17 Renovation Ideas So Your Work Space Says Your Smart Not Sad

Who isn’t at least the teeniest obsessed with My Boy Donny? What a wonder democracy is. We get to see how the sanctum most inner of the American Presidential work space, known as the Oval Office, is now renovated.

I was hoping he’d happily follow his penchant for what style guru Peter York gleefully labels Dictator Chic.

Sadly, perhaps with the female members of his family in charge, this has not emerged. Although gold does feature prominently. On lamps, curtains, upholstery and statement rug.

Media commentators anguish over what replacements-stroke-ripouts of the Obama years might mean. Swapping the MLK bust back for Churchill. A mid-repair Lady Liberty picture becomes a portrait of a 19th Century populist predecessor. A pair of flags multiply into at least ten.

Whilst hoping for hygge-infused sushi’d minimalism with an ikea flourish may not quite be the ticket either, this 17-day re-fit does hold Sales relevance.

We too need a productive place to spend most of our modern-day nine-to-five. As well as providing the right vibe when hosting those we hope will fund it.

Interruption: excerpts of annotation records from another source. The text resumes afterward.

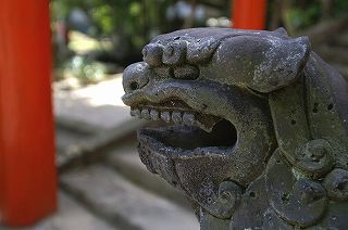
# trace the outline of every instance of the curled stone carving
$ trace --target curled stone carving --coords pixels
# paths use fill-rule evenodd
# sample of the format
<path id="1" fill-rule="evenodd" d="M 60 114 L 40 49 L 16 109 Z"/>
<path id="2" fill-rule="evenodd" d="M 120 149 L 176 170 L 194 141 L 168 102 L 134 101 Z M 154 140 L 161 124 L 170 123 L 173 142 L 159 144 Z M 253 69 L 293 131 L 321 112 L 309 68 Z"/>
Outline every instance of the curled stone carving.
<path id="1" fill-rule="evenodd" d="M 195 28 L 156 37 L 123 75 L 139 155 L 201 229 L 347 229 L 348 84 L 308 38 Z"/>

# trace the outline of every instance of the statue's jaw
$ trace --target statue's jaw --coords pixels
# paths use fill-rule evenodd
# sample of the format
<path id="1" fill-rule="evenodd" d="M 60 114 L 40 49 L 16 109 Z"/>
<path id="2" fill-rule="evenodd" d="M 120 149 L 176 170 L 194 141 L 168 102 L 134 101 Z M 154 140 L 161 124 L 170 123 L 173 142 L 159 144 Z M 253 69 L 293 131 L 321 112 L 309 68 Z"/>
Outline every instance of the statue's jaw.
<path id="1" fill-rule="evenodd" d="M 169 108 L 165 104 L 175 105 Z M 184 102 L 165 103 L 132 108 L 132 115 L 158 120 L 159 128 L 138 131 L 139 154 L 144 164 L 161 175 L 173 186 L 179 181 L 175 175 L 175 162 L 202 157 L 226 157 L 233 154 L 237 143 L 237 130 L 222 117 L 195 112 Z M 178 107 L 181 105 L 181 107 Z M 145 111 L 145 112 L 144 112 Z"/>

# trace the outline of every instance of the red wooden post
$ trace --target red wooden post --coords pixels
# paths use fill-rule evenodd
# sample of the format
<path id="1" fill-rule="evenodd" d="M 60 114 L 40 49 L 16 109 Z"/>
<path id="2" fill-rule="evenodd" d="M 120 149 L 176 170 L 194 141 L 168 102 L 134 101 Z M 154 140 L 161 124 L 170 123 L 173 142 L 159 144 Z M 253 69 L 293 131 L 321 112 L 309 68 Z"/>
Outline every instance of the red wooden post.
<path id="1" fill-rule="evenodd" d="M 264 29 L 266 0 L 233 0 L 234 28 Z"/>
<path id="2" fill-rule="evenodd" d="M 57 208 L 48 0 L 0 0 L 0 221 Z"/>

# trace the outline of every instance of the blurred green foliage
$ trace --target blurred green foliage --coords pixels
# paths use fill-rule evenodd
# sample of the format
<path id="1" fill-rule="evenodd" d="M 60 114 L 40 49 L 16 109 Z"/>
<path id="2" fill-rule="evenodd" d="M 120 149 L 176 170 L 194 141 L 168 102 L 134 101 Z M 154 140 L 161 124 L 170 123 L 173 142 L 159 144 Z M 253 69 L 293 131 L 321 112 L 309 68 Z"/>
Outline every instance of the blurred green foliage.
<path id="1" fill-rule="evenodd" d="M 95 37 L 116 36 L 122 46 L 144 46 L 156 31 L 167 30 L 165 10 L 171 0 L 52 0 L 53 21 L 64 21 L 72 9 L 84 10 L 95 26 Z"/>

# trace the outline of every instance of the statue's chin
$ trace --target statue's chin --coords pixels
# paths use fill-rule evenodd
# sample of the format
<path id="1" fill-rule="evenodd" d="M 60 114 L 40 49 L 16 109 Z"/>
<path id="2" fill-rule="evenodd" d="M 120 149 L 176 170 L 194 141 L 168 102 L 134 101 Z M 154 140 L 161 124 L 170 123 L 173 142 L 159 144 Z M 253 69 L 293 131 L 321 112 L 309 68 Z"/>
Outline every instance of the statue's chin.
<path id="1" fill-rule="evenodd" d="M 141 161 L 150 171 L 161 175 L 173 186 L 179 184 L 175 159 L 212 154 L 225 157 L 237 144 L 237 130 L 224 118 L 198 115 L 190 122 L 191 125 L 183 120 L 174 125 L 162 123 L 159 128 L 138 131 Z"/>

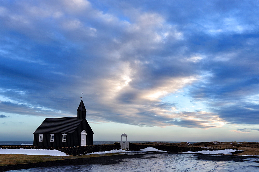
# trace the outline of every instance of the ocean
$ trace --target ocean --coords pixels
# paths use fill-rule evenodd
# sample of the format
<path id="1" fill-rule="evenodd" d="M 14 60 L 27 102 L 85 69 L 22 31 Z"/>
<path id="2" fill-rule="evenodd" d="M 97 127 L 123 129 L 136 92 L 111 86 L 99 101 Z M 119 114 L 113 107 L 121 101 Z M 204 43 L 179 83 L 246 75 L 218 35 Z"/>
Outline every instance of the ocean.
<path id="1" fill-rule="evenodd" d="M 145 143 L 146 142 L 166 142 L 167 143 L 181 143 L 182 141 L 128 141 L 128 142 L 132 143 Z M 125 141 L 123 141 L 125 142 Z M 201 142 L 193 142 L 189 141 L 188 142 L 191 144 L 197 143 Z M 115 142 L 120 143 L 120 141 L 94 141 L 93 143 L 93 145 L 107 145 L 109 144 L 113 144 Z M 33 141 L 0 141 L 0 145 L 33 145 Z"/>

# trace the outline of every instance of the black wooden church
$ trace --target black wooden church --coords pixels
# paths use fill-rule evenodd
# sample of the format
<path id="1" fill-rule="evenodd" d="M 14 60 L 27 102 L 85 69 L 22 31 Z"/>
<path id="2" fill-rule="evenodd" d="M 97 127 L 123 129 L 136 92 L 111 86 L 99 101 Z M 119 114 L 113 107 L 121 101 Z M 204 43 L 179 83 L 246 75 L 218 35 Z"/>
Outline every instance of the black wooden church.
<path id="1" fill-rule="evenodd" d="M 93 132 L 85 119 L 83 99 L 75 117 L 46 118 L 33 133 L 34 146 L 72 147 L 92 145 Z"/>

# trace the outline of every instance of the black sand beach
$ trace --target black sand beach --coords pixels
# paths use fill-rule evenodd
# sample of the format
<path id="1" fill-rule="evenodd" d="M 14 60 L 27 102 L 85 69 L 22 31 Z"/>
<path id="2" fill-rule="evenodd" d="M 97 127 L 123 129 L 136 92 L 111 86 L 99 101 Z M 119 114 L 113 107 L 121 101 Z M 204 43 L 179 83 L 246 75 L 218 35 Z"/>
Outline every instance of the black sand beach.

Scurrying the corporate hamster wheel, we may not get much scope for personalisation. Neither meeting rooms nor cubicles have changed much in the thirty years I’ve known them.

So what can (must) we do?

In the spirit of the days this project took, here’s seventeen little ideas for ensuring your space avoids the soulless replication of the standard and turn it into a ever greater selling den. Starting with what you should get rid of;

  • take down posters put up by Marketing, HR or Corporate Affairs and discard glossies from any external ‘motivation’ firm
  • eschew all departmental scoreboards, although you may have a malleable version of your own personal forecast provided it is not the same as you submit to management, ie; it focuses on progress set against process
  • give away that tie you kept hanging in the office ‘for emergencies’
  • be brutal, channel your inner sales samurai/ninja and embrace extreme Japanese sentiment de-cluttering; take home loved ones portraiture, toddler daubings and team ‘prize’ certificates (a daubing may be acceptable if it’s an attempt to portray mummy’s/daddy’s product with accompanying happy smiling people around/using it)
  • remove presence of brands wherever possible (note one possible exception might – just might – be if included as what success will enable in a visionboard/dreamboard style perhaps)
  • bin any comedy accessory in the mould of a ‘you don’t have to be mad to work here, but it helps’ mug, stress relieving “executive toy”, mask, permanently in place festive christmas tinsel or picture of anyone resembling a ‘celebrity’
  • ideally, try keeping artefacts to a minimum (although I once had an african thumb piano on my desk to remind me of Cape Town) but you can aim for at least one treasured client’s product on view, preferably in physical, even miniature, form

…moving on to what should be on show;

  • process reminders – undoubtedly the most important
  • maps of deals
  • organagrams of prospect influence
  • winning bid timelines
  • deal-clinching slides
  • card-mounted at least A3 (US: tabloid/ledger) printouts of killer graphs and dataviz wizardry
  • key words you must use liberally in phone calls (especially the key problem you resolve and how to initially pitch)
  • client testimonial that is NOT a cheesy corporate comms sanitised nonsense striped of any real meaning
  • photo-collage of client (or their client) interior/plant where you’ve made big impact
  • logos of your prospects/customers – possibly with their key strategic strapline attached (as stated by the ceo or from their annual report)

Alternatively, you could always have absolutely nothing whatsoever on display at all. Only perhaps a phone. But this is a devilishly tricky feat to pull off.